To increase the number of registered seed stands for the species. This will improve the supply of seed from stands of better than average quality and give rapid results. Good progress has been made since 2003 and there are now 7 registered in Britain and 3 in Ireland.
Concurrent with the search for seed stands the group set about the selection of some 200 plus trees across Britain and Ireland for propagation purposes. The basis for selection centered on factors that most affect the timber value of the species. Although straightness was considered an important criterion by the market, a clean stem with no defects is more important. Currently minimum lengths acceptable on timber markets are 2m, but in the future this may change. A further consideration is timber degrade by "green line" or "green ring". It is thought this is due to damage to tissues as a result of early flushing. If this is the case then the timing of flushing is critical. Provisionally it is intended that selection start with late flushing trees, as it is an easy parameter to observe.
The location of each of the plus trees is now entered on the main Future Trees Trust database. Work is in progress on the collection of scion material from the plus trees for propagation. This will enable conservation collections of the material to be established for further breeding work (both breeding seed orchards and seedling seed orchards) at number of sites in both Britain and Ireland.
To date, just over 200 plus trees have been identified. 42 different plus trees have been grafted with 35 of these being successfully grafted and conserved. In Ireland a total of 720 trees have been grafted with a success rate of 39%. In the UK a further 12 plus trees have been grafted.

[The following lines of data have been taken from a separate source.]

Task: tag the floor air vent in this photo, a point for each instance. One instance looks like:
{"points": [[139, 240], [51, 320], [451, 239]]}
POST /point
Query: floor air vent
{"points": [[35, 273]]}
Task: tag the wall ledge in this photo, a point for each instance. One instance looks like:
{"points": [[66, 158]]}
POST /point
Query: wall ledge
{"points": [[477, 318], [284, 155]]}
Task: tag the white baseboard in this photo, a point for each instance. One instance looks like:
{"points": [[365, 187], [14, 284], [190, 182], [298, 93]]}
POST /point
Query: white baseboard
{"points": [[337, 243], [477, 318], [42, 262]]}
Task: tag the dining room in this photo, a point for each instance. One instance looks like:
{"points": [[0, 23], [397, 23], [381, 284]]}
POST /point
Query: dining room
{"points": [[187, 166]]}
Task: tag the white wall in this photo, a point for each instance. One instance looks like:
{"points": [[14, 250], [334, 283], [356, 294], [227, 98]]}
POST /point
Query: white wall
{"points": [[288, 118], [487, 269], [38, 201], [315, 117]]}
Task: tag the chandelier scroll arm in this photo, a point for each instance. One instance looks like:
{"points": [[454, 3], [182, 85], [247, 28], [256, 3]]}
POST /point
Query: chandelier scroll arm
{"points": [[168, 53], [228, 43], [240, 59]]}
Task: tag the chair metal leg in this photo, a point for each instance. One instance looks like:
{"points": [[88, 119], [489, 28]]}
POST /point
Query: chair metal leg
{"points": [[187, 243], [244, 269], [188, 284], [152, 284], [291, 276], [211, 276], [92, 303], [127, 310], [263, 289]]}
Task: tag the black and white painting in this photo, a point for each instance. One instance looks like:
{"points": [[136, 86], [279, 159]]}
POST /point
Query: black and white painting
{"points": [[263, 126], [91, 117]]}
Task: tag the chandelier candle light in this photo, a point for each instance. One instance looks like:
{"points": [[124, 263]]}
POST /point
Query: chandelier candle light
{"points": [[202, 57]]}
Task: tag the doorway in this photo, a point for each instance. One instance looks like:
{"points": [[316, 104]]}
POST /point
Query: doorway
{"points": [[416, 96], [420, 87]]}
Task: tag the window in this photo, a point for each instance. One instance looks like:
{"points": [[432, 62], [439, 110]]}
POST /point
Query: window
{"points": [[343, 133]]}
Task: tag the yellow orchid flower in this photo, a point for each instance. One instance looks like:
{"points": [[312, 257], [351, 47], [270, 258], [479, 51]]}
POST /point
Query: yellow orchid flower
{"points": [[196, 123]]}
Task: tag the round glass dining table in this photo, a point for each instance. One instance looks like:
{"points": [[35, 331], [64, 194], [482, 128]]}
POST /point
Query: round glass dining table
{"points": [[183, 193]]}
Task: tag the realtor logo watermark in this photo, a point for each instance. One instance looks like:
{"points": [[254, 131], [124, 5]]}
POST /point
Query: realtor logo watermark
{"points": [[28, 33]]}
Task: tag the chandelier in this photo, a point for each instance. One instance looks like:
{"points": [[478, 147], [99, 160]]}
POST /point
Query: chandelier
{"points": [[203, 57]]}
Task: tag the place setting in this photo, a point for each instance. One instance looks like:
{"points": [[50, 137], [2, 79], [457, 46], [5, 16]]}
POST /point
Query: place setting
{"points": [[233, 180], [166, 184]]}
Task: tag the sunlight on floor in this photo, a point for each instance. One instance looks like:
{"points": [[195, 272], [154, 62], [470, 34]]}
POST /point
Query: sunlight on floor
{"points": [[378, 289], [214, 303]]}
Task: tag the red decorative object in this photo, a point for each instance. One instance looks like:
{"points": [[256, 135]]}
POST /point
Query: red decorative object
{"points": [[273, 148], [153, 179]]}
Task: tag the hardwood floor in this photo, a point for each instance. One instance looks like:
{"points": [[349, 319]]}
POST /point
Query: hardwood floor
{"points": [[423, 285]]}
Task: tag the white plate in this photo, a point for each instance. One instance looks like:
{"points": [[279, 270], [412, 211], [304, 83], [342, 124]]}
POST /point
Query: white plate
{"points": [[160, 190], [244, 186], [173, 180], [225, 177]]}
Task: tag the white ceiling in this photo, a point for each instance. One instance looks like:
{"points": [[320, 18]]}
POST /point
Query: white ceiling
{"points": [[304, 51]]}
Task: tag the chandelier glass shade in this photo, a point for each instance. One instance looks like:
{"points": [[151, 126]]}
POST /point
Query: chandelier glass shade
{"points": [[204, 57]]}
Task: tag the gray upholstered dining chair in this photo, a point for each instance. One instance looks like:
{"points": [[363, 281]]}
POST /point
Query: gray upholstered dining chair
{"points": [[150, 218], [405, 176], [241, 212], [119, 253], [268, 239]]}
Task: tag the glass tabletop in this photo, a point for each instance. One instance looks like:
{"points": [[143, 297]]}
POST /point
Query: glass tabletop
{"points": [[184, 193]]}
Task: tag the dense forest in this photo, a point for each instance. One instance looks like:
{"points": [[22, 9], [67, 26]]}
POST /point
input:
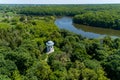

As part of the sycamore group business plan, Gerry Douglas, Chairman of the sycamore group, recently made a visit to Dr. Helmut Grotehusmann in Germany to visit and learn practical and scientific aspects of seed orchards and tree seed processing which would help to improve the supply of seed from trees of better quality in the UK and Ireland. Read Gerry's report on his visit here:
Little work has been undertaken in the UK or Ireland towards improving sycamore. In the UK five provenance trials testing local and continental European origins showed that there was little difference in growth between the local and continental origins. This has encouraged the selection of superior trees or stands to be focused on local populations. Over the last two years the trials have been re-measured and more up to date results will guide the groups work.